Rencontre avec Monia Ait El Hadj, coordinatrice intimité

MC : Pourriez-vous commencer par vous présenter en quelques mots ?

MH : Je suis Monia Ait El Hadj, coordinatrice d’intimité.

MC : C’est un nouveau métier en France ?

MH : C’est un métier qui n’est pas si ancien que ça, même aux Etats Unis, il a été créé officiellement en 2017/2018 dans les studios américains. Mais c’est vrai qu’en France, c’est un métier que je fais depuis 3 ans.

MC : Vous pourriez nous en dire un peu plus ?

MH : Une coordinatrice d’intimité est une personne qui va venir collaborer et assister la mise en scène, les comédiens, pour créer des scènes d’intimité et de nudité. C’est aussi une personne qui va s’assurer du consentement des comédiens pendant le processus créatif et qui va venir apporter un cadre sécurisant à la préparation de ces scènes.

MC : ll y a un avant et un après  #MeToo ?

MH : C’est vrai que le mouvement #MeToo a été un coup de projecteur, pas juste sur l’intimité, mais c’est vrai qu’on demande énormément de choses aux comédiens, notamment de s’investir physiquement, émotionnellement, de prendre des risques,… Hors, en face, qu’est ce qu’on met en place pour créer un environnement sécurisé où on peut être vulnérable et travailler sur le corps. Donc oui, en effet ce mouvement a un petit peu stoppé une façon de travailler où ces scènes étaient laissées à l’improvisation.

MC : Comment se forme t-on ?

MH : C’est un métier qui nécessite différentes compétences. Moi, j’ai des compétences juridiques, j’ai fait une école de psychologie et de cinéma, je me suis aussi formé au yoga puisque je travaille le corps. Et je me suis vraiment formée à ce métier auprès d’une coordinatrice américaine. C’est pour ça que je dis toujours qu’il faut faire attention lorsque vous prenez une coordinatrice d’intimité, il faut vérifier ses compétences et formations et que ce n’est pas juste un titre. On parle d’intimité donc il faut avoir une communication assez ouverte sur ces sujets-là.

MC : Ce métier est-il suffisamment pris au sérieux ?

MH : Oui, je me sens prise au sérieux. Mais il reste de la méconnaissance car les gens se demandent en quoi cela consiste,… C’est un métier qui vient des Etats Unis donc on se demande ce que je vais faire, si je vais venir les censurer, alors que ce n’est pas du tout le propos. Moi je dis toujours que je ne suis pas la “moral police”, que je ne vais venir effacer l’intimité/la nudité de l’écran. Au contraire, c’est vraiment pour permettre au metteur en scène d’utiliser la nudité, la sexualité, le corps, d’une manière artistique mais aussi dans un contexte professionnel.

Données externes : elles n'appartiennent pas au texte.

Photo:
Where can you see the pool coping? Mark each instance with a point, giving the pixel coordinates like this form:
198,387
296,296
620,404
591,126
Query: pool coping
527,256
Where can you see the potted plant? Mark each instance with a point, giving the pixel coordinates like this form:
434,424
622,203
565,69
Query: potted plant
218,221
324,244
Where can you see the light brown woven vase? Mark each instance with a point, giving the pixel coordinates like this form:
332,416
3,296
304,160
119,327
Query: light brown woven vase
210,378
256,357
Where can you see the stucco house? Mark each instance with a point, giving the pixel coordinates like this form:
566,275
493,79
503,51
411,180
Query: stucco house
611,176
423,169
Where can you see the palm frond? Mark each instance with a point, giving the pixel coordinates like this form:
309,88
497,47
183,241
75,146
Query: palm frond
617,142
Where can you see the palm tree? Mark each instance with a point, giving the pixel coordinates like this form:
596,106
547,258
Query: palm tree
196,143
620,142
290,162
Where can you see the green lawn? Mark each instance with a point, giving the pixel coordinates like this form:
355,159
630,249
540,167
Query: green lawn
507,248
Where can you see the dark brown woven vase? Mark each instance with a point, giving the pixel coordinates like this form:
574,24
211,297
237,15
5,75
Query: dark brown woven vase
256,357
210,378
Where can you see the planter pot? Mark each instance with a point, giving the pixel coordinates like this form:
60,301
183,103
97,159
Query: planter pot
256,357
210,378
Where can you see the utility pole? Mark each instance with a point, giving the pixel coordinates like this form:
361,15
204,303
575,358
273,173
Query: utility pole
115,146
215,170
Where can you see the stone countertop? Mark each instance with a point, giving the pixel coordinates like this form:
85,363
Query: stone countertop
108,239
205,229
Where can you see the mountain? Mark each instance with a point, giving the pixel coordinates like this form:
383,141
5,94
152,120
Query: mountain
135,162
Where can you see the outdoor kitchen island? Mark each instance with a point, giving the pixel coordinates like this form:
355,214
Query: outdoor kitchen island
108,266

MC : Des exemples de projets ?

MH : J’ai travaillé dernièrement sur beaucoup de séries. Celle dont on me parle le plus souvent, c’est Emily in Paris. Même si c’est une série où l’intimité est plutôt implicite et suggérée… je donne souvent l’exemple d’une scène de Hammam. Emily y arrive complètement emmitouflée dans un peignoir et se demande pourquoi tout le monde est nu autour d’elle. On travaille pas uniquement avec les comédiens principaux mais aussi avec les figurants et seconds rôles. J’ai aussi travaillé sur Marie Antoinette qui est sorti l’an dernier sur Canal Plus. Là aussi, il y avait de nombreuses scènes d’intimité. Mais tout le monde n’est pas au même stade, il y a de jeunes comédiens pour qui c’est la première expérience en termes de jeu comme d’intimité. Donc pour eux c’est extrêmement rassurant et ils n’ont même pas connu l’avant et demandent comment on faisait sans travailler ces scènes. Je fais toujours la comparaison avec un coordinateur de cascades, quand il y a de la violence, le réalisateur ne peut pas imaginer qu’il a les capacités pour chorégraphier et sécuriser les comédiens.

MC : Est-ce un métier qui va se multiplier ?

MH : J’espère ! C’est le but. Moi, en tout cas, j’essaye de faire preuve de beaucoup de pédagogie quand j’arrive sur les plateaux parce que les gens ne connaissent pas encore beaucoup ma fonction. Donc j’explique ce que je vais faire en amont, ce que je vais faire sur le tournage. C’est vrai qu’aujourd’hui je travaille sur beaucoup de productions étrangères et françaises, mais quand j’ai débuté ce métier c’était vraiment pour ma famille artistique française. Donc j’espère que ça va vraiment se développer.